South Africa

Recovery in hospitality and transport industries in South Africa

New research by the Bureau for Economic Research (BER) shows that the return of international tourism resulted in the recovery in hospitality and transport in South Africa.

It forms part of the BER’s “other services survey results” for the fourth quarter of 2022, which include hotels, restaurants, transport, real estate, and business services.

Confidence in the other services sector jumped from 53 in the third quarter to 68 in the fourth quarter of 2022.

The current reading suggests that while just over half of the respondents were satisfied with prevailing business conditions in the third quarter, over two-thirds are now satisfied.

The level of other services confidence surpasses all the other sectors covered by the RMB/BER Business Confidence Index (BCI).

More notably, domestic trade confidence retreated to 40 in the fourth quarter after edging up to 47 in the third quarter.

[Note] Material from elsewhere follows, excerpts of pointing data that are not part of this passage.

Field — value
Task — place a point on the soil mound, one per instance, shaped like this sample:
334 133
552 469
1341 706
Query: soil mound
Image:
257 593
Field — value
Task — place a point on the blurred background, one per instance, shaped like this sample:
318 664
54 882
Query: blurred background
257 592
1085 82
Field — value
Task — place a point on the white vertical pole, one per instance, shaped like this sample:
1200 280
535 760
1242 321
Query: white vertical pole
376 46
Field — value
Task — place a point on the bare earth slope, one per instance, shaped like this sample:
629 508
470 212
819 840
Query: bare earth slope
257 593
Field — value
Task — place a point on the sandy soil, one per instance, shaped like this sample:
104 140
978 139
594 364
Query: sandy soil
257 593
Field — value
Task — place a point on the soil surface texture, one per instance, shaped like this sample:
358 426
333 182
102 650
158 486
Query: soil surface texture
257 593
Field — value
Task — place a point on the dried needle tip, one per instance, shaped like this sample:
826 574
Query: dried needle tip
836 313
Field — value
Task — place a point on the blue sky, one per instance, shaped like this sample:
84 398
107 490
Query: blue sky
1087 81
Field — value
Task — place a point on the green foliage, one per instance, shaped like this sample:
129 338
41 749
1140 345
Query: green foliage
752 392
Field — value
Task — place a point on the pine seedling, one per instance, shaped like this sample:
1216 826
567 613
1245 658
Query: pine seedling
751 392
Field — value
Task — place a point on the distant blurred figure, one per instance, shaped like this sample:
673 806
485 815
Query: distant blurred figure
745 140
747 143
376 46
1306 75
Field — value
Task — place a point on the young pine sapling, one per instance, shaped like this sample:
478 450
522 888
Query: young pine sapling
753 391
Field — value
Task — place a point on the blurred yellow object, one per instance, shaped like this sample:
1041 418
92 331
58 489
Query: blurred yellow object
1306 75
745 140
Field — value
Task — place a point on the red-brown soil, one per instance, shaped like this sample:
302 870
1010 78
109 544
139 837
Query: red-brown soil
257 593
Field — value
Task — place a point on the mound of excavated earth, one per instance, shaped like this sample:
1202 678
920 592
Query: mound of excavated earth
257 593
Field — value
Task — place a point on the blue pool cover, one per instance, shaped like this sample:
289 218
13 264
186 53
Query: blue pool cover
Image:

The divergence in confidence between domestic trade and the other services sector is noteworthy.

It is a sign that consumers, particularly on the high-income end, are shifting their spending from goods to services like eating out, accommodation, travelling, and property rental.

The chart below shows business confidence in selected sectors surveyed by the BER.

Domestic trade is the average of the retail, wholesale and new vehicle trade


The other services sector recorded higher confidence and soaring activity in the fourth quarter.

It comes as hoteliers, restaurateurs and transporters benefit from the rise in international tourism, the shift in spending towards services, and the recovery in road freight.

While the progress has been remarkable, it is important to note that it comes off the relatively low base established in Q4 2021 when travel bans beset the tourism industry.

The performance of the business services sector, which accounts for a hefty 45% of other services, remains vulnerable.

It still faces significant risks because of load-shedding, high diesel costs, poor public infrastructure and insufficient demand.

Overall, GDP growth in the fourth quarter is likely to benefit from this delayed ongoing recovery in the other services sector, which will partially offset the weaker domestic trade outlook.

Against this backdrop, the renewed broad-based rise in the rate of increase in selling prices is concerning and could drag down real economic activity if it deteriorates further.